Indian billionaire Mukesh Ambani’s Reliance Industries Ltd. is offering to sell a roughly $20 billion stake in its retail business to Amazon.com Inc., according to a person with knowledge of the matter.
Amazon has held discussions about investing in the conglomerate’s Reliance Retail Ventures Ltd. unit and has expressed interest in negotiating a potential transaction, the person said. Mumbai-based Reliance Industries is willing to sell as much as a 40% stake in the subsidiary to Amazon, the person said, asking not to be identified because the information is private.

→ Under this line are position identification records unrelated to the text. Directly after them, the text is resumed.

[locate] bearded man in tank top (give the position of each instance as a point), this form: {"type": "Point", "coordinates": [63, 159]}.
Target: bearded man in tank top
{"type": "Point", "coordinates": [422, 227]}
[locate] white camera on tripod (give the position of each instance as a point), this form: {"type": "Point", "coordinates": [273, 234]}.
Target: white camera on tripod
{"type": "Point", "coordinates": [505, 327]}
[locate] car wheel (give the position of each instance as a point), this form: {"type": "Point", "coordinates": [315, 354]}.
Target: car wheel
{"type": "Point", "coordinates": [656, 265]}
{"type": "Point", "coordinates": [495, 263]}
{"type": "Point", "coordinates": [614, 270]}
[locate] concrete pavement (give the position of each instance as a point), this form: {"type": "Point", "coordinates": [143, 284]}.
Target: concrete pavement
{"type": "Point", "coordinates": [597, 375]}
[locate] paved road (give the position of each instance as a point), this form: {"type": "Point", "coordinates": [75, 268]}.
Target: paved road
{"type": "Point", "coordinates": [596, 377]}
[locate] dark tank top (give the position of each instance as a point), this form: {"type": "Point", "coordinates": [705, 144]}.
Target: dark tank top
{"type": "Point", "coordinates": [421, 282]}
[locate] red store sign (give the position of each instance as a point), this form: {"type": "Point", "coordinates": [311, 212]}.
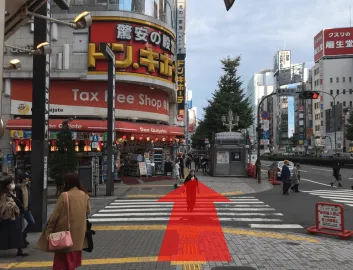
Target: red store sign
{"type": "Point", "coordinates": [140, 47]}
{"type": "Point", "coordinates": [89, 98]}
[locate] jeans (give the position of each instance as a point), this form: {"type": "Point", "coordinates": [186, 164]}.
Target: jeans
{"type": "Point", "coordinates": [27, 215]}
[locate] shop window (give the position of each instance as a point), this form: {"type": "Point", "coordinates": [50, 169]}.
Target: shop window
{"type": "Point", "coordinates": [235, 156]}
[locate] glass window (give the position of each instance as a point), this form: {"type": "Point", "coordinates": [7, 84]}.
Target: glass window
{"type": "Point", "coordinates": [235, 156]}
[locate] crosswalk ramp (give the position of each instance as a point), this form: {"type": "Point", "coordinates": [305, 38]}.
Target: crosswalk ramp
{"type": "Point", "coordinates": [239, 212]}
{"type": "Point", "coordinates": [344, 196]}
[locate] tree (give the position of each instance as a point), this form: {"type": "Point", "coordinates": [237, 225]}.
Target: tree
{"type": "Point", "coordinates": [228, 96]}
{"type": "Point", "coordinates": [349, 127]}
{"type": "Point", "coordinates": [64, 159]}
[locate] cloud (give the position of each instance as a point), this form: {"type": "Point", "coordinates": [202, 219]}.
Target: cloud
{"type": "Point", "coordinates": [256, 30]}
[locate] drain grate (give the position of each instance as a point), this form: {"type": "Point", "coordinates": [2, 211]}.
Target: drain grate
{"type": "Point", "coordinates": [292, 243]}
{"type": "Point", "coordinates": [233, 268]}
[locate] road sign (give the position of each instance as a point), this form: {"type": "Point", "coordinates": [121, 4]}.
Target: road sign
{"type": "Point", "coordinates": [330, 220]}
{"type": "Point", "coordinates": [264, 115]}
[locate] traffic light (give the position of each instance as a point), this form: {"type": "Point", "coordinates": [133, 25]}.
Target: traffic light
{"type": "Point", "coordinates": [229, 4]}
{"type": "Point", "coordinates": [309, 95]}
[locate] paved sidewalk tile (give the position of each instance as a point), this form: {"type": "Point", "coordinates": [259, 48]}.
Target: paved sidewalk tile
{"type": "Point", "coordinates": [124, 249]}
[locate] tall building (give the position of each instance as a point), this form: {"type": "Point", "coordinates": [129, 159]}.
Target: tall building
{"type": "Point", "coordinates": [146, 96]}
{"type": "Point", "coordinates": [332, 76]}
{"type": "Point", "coordinates": [260, 85]}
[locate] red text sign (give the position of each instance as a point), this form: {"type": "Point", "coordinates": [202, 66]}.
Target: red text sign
{"type": "Point", "coordinates": [139, 48]}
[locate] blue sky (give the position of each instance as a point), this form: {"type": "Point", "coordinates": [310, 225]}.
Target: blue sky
{"type": "Point", "coordinates": [254, 29]}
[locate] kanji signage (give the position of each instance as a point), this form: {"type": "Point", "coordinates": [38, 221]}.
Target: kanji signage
{"type": "Point", "coordinates": [333, 42]}
{"type": "Point", "coordinates": [140, 47]}
{"type": "Point", "coordinates": [181, 83]}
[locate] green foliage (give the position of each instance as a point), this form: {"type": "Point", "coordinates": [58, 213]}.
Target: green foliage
{"type": "Point", "coordinates": [64, 159]}
{"type": "Point", "coordinates": [349, 127]}
{"type": "Point", "coordinates": [229, 95]}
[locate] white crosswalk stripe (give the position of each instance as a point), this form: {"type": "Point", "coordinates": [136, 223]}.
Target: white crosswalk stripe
{"type": "Point", "coordinates": [344, 196]}
{"type": "Point", "coordinates": [240, 211]}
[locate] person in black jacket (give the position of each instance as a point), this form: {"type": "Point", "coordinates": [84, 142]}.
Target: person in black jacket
{"type": "Point", "coordinates": [23, 193]}
{"type": "Point", "coordinates": [191, 187]}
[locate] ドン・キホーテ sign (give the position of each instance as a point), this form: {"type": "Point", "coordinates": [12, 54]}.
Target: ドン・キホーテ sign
{"type": "Point", "coordinates": [140, 47]}
{"type": "Point", "coordinates": [87, 98]}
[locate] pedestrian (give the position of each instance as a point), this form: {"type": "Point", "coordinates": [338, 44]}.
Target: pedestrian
{"type": "Point", "coordinates": [177, 173]}
{"type": "Point", "coordinates": [79, 208]}
{"type": "Point", "coordinates": [191, 187]}
{"type": "Point", "coordinates": [258, 170]}
{"type": "Point", "coordinates": [336, 174]}
{"type": "Point", "coordinates": [285, 177]}
{"type": "Point", "coordinates": [296, 179]}
{"type": "Point", "coordinates": [23, 193]}
{"type": "Point", "coordinates": [10, 218]}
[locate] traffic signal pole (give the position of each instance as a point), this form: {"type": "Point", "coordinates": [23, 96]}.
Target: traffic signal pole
{"type": "Point", "coordinates": [258, 129]}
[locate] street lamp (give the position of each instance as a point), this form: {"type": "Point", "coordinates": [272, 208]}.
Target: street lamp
{"type": "Point", "coordinates": [233, 121]}
{"type": "Point", "coordinates": [13, 64]}
{"type": "Point", "coordinates": [82, 21]}
{"type": "Point", "coordinates": [42, 49]}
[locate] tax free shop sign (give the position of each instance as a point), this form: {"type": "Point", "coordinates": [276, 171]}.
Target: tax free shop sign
{"type": "Point", "coordinates": [89, 98]}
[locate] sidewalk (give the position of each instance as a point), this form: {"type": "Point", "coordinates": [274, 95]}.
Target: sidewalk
{"type": "Point", "coordinates": [137, 247]}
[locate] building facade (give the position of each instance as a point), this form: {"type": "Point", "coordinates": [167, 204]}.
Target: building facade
{"type": "Point", "coordinates": [260, 85]}
{"type": "Point", "coordinates": [142, 34]}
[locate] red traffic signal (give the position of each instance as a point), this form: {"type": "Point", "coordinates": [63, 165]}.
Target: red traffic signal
{"type": "Point", "coordinates": [309, 95]}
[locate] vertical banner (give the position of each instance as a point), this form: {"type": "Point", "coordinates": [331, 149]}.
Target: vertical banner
{"type": "Point", "coordinates": [181, 55]}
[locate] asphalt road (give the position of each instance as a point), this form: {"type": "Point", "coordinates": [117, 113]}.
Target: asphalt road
{"type": "Point", "coordinates": [299, 208]}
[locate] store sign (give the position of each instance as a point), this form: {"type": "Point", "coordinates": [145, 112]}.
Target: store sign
{"type": "Point", "coordinates": [139, 48]}
{"type": "Point", "coordinates": [181, 18]}
{"type": "Point", "coordinates": [181, 83]}
{"type": "Point", "coordinates": [329, 216]}
{"type": "Point", "coordinates": [87, 98]}
{"type": "Point", "coordinates": [333, 42]}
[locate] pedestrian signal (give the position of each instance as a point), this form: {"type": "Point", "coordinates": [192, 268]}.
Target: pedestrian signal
{"type": "Point", "coordinates": [309, 95]}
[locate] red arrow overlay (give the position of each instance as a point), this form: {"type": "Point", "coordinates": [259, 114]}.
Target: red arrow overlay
{"type": "Point", "coordinates": [194, 232]}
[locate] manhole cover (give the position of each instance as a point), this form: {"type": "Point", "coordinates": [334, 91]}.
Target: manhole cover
{"type": "Point", "coordinates": [233, 268]}
{"type": "Point", "coordinates": [292, 243]}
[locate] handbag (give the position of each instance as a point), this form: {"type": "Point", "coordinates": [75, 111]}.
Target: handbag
{"type": "Point", "coordinates": [61, 240]}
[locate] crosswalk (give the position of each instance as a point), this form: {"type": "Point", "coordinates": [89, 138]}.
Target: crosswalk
{"type": "Point", "coordinates": [239, 212]}
{"type": "Point", "coordinates": [344, 196]}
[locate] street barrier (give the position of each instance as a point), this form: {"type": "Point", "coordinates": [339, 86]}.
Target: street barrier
{"type": "Point", "coordinates": [273, 178]}
{"type": "Point", "coordinates": [330, 220]}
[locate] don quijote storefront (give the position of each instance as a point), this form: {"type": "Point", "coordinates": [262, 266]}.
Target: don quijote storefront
{"type": "Point", "coordinates": [145, 101]}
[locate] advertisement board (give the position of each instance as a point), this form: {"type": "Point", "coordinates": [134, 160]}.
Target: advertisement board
{"type": "Point", "coordinates": [319, 46]}
{"type": "Point", "coordinates": [141, 47]}
{"type": "Point", "coordinates": [89, 98]}
{"type": "Point", "coordinates": [333, 42]}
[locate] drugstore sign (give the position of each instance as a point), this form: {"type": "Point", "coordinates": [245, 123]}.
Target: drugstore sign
{"type": "Point", "coordinates": [140, 47]}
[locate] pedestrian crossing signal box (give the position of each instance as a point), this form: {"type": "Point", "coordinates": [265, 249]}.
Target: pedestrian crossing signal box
{"type": "Point", "coordinates": [309, 95]}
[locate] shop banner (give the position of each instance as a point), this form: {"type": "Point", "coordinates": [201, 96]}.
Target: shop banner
{"type": "Point", "coordinates": [181, 83]}
{"type": "Point", "coordinates": [140, 47]}
{"type": "Point", "coordinates": [85, 98]}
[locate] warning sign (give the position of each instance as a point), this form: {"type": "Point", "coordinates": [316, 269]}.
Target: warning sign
{"type": "Point", "coordinates": [330, 217]}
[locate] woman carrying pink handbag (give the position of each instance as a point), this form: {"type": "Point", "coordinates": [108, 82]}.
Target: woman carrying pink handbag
{"type": "Point", "coordinates": [66, 228]}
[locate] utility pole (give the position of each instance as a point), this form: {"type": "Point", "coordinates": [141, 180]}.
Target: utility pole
{"type": "Point", "coordinates": [110, 56]}
{"type": "Point", "coordinates": [40, 120]}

A deal, if successful, would not only create a retail behemoth in India but will also turn Jeff Bezos and Asia’s richest man from rivals into allies in one of the fastest-growing consumer markets in the world. At $20 billion, the deal would be the biggest ever in India as well as for Amazon, according to data compiled by Bloomberg.
If you check, Amazon has understood one thing: if we digitize retail in India, the top three will capture more than 80% of the value. If you are not in that club, you just have to buy yourself into the party. Walmart is already in through the billions it shipped to Flipkart; Amazon wants to get a seat. Hope, they can buy a ticket to Africa soon.